The woman, a 28-year-old green card holder and the mother of the
couple’s 2-year-old daughter, a U.S. citizen, also spoke to AP on
condition of anonymity, fearing possible retaliation.
“They have no way to bathe, no way to wash their mouths, the toilet
overflows and the floor is flooded with pee and poop,” the woman
said. “They eat once a day and have two minutes to eat.
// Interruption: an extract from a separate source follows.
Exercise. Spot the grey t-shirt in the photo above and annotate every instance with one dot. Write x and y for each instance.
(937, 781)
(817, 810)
The meals
have worms,” she added.
No meetings with attorneys
Lawyers say the detainees' due process rights are among numerous
constitutional protections being denied.
Blankenship said she was turned away after traveling to the remote
facility and waiting for hours to speak with clients, including a
15-year-old Mexican boy with no criminal charges. A security guard
told her to wait for a phone call in 48 hours that would notify her
when she could return.
“I said, well, what’s the phone number that I can follow up with
that? There is none,” Blankenship said. “You have due process
obligations, and this is a violation of it.”
Arroyo’s client, a 36-year-old Mexican man who came to the U.S. as a
child, has been at the center since July 5 after being picked up for
driving with a suspended license in Florida's Orange County. He is a
beneficiary of the Obama-era program shielding people who arrived as
children from deportation.
Blankenship's Cuban client paid a bond and was told he would be
freed in Miami, only to be detained and sent to the Everglades.
Eig has been seeking the release of a client in his 50s with no
criminal record and a stay of removal, meaning the government cannot
legally deport him while he appeals. But she been unable to get a
bond hearing.
She has heard that an immigration court at the Krome Detention
Center in Miami “may be hearing cases” from the Everglades facility,
but as of Friday, they were still waiting.